Ultimatum tersebut membuat rakyat Surabaya marah. Puncaknya, pertempuran 10 November meletus. Perang antar kedua kubu berlangsung sekitar tiga minggu. Tokoh perjuangan yang menggerakkan rakyat Surabaya antara lain Sutomo, K.H. Hasyim Asyari, dan Wahab Hasbullah. Pertempuran tersebut menewaskan ribuan korban. Korban dari Indonesia diperkirakan 16.000 dan pihak Inggris sekitar 2.000.
Untuk mewujudkan Indonesia Emas tahun 2045, maka sebagai pemuda harapan bangsa harus sejak dini mampu menjadi pahlawan yang diharapkan oleh bangsa kita sendiri dengan memiliki sikap toleransi, peduli, bertanggungjawab, adil, taat, jujur dan rendah hati.
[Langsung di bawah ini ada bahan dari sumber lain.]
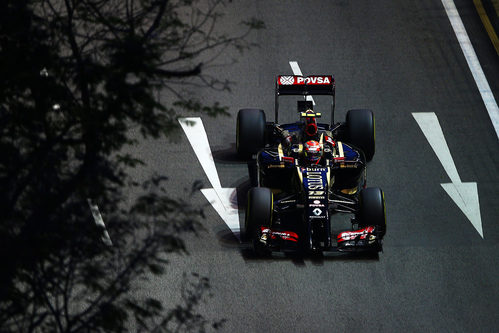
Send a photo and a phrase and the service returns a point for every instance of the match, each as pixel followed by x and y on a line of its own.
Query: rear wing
pixel 304 86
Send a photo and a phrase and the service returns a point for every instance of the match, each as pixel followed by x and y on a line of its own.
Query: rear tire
pixel 361 131
pixel 372 209
pixel 250 132
pixel 258 214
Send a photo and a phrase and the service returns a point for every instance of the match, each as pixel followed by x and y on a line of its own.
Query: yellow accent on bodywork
pixel 340 149
pixel 350 191
pixel 281 153
pixel 298 170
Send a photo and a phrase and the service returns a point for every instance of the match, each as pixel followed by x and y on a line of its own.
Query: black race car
pixel 293 199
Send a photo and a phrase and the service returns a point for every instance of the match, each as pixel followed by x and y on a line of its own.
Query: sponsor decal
pixel 313 80
pixel 361 234
pixel 284 235
pixel 287 80
pixel 287 201
pixel 314 180
pixel 316 193
pixel 316 205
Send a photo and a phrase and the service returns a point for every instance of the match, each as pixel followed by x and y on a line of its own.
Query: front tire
pixel 361 131
pixel 250 132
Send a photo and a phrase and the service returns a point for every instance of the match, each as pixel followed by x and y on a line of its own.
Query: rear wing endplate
pixel 304 86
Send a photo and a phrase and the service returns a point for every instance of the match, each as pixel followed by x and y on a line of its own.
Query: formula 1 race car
pixel 308 171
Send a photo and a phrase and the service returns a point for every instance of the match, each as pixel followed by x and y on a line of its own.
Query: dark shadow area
pixel 75 247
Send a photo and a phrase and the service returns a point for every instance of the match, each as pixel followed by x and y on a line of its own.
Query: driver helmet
pixel 312 152
pixel 310 125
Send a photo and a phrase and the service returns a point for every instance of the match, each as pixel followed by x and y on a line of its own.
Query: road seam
pixel 486 23
pixel 473 63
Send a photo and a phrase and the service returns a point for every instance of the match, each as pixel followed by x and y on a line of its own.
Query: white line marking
pixel 196 134
pixel 473 63
pixel 430 126
pixel 223 200
pixel 297 71
pixel 465 195
pixel 100 222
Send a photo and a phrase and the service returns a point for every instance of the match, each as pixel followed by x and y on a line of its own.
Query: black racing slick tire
pixel 250 132
pixel 361 131
pixel 372 209
pixel 258 214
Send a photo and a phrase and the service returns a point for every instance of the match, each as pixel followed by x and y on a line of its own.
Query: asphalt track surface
pixel 396 57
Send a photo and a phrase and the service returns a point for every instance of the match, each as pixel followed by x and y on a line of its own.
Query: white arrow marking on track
pixel 465 195
pixel 222 199
pixel 100 222
pixel 297 71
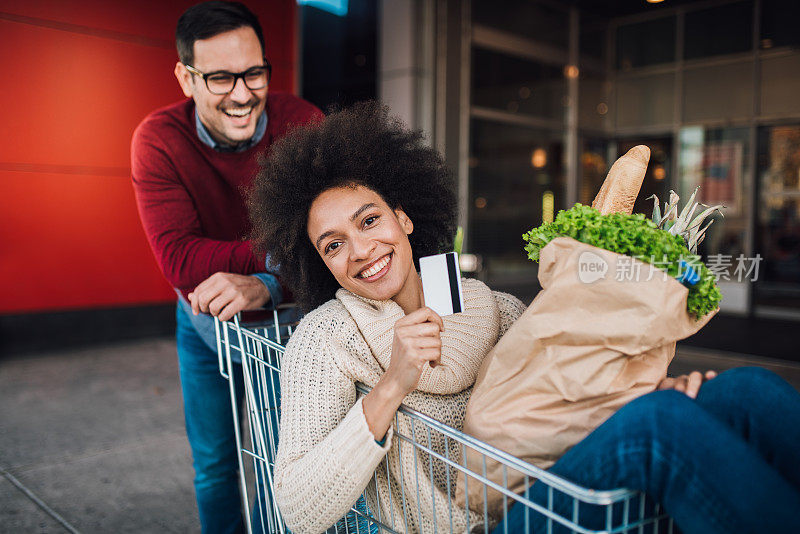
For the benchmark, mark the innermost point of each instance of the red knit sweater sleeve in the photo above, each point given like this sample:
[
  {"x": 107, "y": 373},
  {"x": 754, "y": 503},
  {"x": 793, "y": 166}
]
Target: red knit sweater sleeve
[{"x": 171, "y": 223}]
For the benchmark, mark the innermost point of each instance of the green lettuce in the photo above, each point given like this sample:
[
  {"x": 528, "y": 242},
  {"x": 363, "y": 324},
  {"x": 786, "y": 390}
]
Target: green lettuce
[{"x": 631, "y": 235}]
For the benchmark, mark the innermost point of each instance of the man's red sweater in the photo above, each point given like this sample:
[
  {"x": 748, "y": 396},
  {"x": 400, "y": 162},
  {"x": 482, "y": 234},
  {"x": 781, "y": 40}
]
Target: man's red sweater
[{"x": 190, "y": 196}]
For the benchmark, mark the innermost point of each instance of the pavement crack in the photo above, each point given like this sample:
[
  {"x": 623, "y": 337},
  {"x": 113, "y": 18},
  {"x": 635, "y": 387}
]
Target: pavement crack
[{"x": 38, "y": 501}]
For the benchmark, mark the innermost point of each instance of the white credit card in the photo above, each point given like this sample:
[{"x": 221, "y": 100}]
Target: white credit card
[{"x": 441, "y": 283}]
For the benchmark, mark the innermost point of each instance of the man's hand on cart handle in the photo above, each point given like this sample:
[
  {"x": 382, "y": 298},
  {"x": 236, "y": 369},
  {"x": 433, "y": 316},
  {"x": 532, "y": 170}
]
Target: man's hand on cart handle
[
  {"x": 689, "y": 384},
  {"x": 224, "y": 295}
]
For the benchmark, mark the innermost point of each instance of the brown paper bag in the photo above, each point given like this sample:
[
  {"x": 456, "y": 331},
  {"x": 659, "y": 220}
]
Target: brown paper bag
[{"x": 601, "y": 333}]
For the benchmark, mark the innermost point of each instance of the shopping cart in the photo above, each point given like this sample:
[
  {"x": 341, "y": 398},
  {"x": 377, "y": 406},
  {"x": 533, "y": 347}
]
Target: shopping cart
[{"x": 435, "y": 446}]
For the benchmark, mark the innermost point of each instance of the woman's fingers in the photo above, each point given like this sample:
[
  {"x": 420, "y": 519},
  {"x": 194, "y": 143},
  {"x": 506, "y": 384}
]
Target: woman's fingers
[
  {"x": 689, "y": 384},
  {"x": 420, "y": 316},
  {"x": 418, "y": 330}
]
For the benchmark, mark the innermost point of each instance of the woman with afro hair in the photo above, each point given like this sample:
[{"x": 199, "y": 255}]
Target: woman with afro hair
[{"x": 345, "y": 209}]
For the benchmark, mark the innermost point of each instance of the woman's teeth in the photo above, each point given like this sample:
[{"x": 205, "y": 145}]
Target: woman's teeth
[{"x": 380, "y": 264}]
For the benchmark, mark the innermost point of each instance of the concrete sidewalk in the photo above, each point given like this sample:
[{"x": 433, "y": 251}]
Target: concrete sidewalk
[
  {"x": 98, "y": 437},
  {"x": 93, "y": 440}
]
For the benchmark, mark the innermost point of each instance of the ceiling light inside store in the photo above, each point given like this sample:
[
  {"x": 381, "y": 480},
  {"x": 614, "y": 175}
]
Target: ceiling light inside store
[
  {"x": 548, "y": 207},
  {"x": 539, "y": 158},
  {"x": 571, "y": 71}
]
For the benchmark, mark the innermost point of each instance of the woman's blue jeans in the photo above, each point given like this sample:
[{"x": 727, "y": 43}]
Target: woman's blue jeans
[{"x": 726, "y": 462}]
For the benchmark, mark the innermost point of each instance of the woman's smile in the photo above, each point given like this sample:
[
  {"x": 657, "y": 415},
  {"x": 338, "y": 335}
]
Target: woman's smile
[
  {"x": 364, "y": 243},
  {"x": 376, "y": 269}
]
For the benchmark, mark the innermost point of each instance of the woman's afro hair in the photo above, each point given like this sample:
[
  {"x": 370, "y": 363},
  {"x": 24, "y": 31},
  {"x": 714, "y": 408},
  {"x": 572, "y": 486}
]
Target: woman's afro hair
[{"x": 360, "y": 145}]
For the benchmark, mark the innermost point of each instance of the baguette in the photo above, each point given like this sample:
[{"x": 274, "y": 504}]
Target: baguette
[{"x": 621, "y": 187}]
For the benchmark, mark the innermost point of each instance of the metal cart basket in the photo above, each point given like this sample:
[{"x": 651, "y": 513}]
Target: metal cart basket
[{"x": 435, "y": 446}]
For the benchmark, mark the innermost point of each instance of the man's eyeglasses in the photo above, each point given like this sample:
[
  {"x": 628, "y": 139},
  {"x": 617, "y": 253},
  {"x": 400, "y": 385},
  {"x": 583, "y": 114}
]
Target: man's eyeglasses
[{"x": 222, "y": 82}]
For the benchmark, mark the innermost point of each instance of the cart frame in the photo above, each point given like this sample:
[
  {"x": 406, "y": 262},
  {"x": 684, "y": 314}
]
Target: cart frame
[{"x": 260, "y": 348}]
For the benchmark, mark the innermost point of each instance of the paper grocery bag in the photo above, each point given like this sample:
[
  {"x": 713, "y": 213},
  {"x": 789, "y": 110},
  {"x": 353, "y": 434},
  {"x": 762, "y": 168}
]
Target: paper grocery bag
[{"x": 601, "y": 333}]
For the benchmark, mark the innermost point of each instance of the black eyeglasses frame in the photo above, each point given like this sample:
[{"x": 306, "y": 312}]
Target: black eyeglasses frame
[{"x": 236, "y": 76}]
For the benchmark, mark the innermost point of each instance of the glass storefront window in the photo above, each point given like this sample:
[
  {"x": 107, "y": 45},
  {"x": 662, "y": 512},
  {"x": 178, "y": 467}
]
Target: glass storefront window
[
  {"x": 646, "y": 43},
  {"x": 593, "y": 109},
  {"x": 716, "y": 160},
  {"x": 517, "y": 85},
  {"x": 778, "y": 220},
  {"x": 779, "y": 24},
  {"x": 645, "y": 100},
  {"x": 516, "y": 182},
  {"x": 540, "y": 22},
  {"x": 718, "y": 92},
  {"x": 780, "y": 84},
  {"x": 594, "y": 168},
  {"x": 726, "y": 29}
]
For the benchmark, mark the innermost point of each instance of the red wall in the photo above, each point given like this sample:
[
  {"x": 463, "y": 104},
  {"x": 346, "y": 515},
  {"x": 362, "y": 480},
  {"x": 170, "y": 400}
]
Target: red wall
[{"x": 78, "y": 76}]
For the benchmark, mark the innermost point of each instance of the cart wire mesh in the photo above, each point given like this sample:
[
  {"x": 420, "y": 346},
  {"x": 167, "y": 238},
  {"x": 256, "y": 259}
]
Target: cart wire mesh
[{"x": 439, "y": 451}]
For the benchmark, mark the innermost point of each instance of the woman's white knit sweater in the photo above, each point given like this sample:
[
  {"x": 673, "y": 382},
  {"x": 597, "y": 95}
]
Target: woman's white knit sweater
[{"x": 327, "y": 455}]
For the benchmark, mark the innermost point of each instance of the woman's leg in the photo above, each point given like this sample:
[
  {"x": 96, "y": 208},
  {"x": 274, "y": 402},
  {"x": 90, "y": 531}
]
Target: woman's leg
[
  {"x": 665, "y": 444},
  {"x": 764, "y": 410}
]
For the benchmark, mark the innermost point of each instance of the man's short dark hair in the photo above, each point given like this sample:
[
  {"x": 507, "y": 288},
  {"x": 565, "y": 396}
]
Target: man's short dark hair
[{"x": 208, "y": 19}]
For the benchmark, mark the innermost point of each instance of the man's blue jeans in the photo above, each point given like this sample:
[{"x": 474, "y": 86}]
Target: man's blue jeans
[
  {"x": 726, "y": 462},
  {"x": 209, "y": 427}
]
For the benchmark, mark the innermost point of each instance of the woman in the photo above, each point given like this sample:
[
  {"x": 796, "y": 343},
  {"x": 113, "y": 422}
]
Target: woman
[{"x": 346, "y": 208}]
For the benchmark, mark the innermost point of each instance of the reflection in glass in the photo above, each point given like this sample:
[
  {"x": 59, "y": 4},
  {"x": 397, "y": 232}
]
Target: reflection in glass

Sikap seperti inilah yang diharapkan oleh para pejuang bangsa kita untuk mencapai mimpi Indonesia yang besar.
Diera digitali ini, banyak pejabat PEMERINTAH yang hanya mampu mewariskan sikap dan perbuatan yang tidak pantas diwariskan misalnya, Korupsi, Pelanggaran Hukum, Ujaran Kebencian, dan budaya TIDAK MALU.
Sebagai anak muda harapan Bangsa sikap ini harus mampu kita berantas dan menjaga masa depan bangsa ini agar lebih baik untuk dinikmati oleh generasi berikutnya, apalagi ini bulan Politik menunju Pemilu Kada serentak marilah ikut menjaga ketertiban bangsa dengan menjaga stabilitas pemilu.
Budaya Malu itu Penting untuk Diterapkan…..!
Salam Indonesia
Setia sampai Akhir
Melayani tanpa Batas.
Penulis: Fedirman Laia, S.Pd.
Ketua Umum Laskar Pelita Nusantara
(Samsul)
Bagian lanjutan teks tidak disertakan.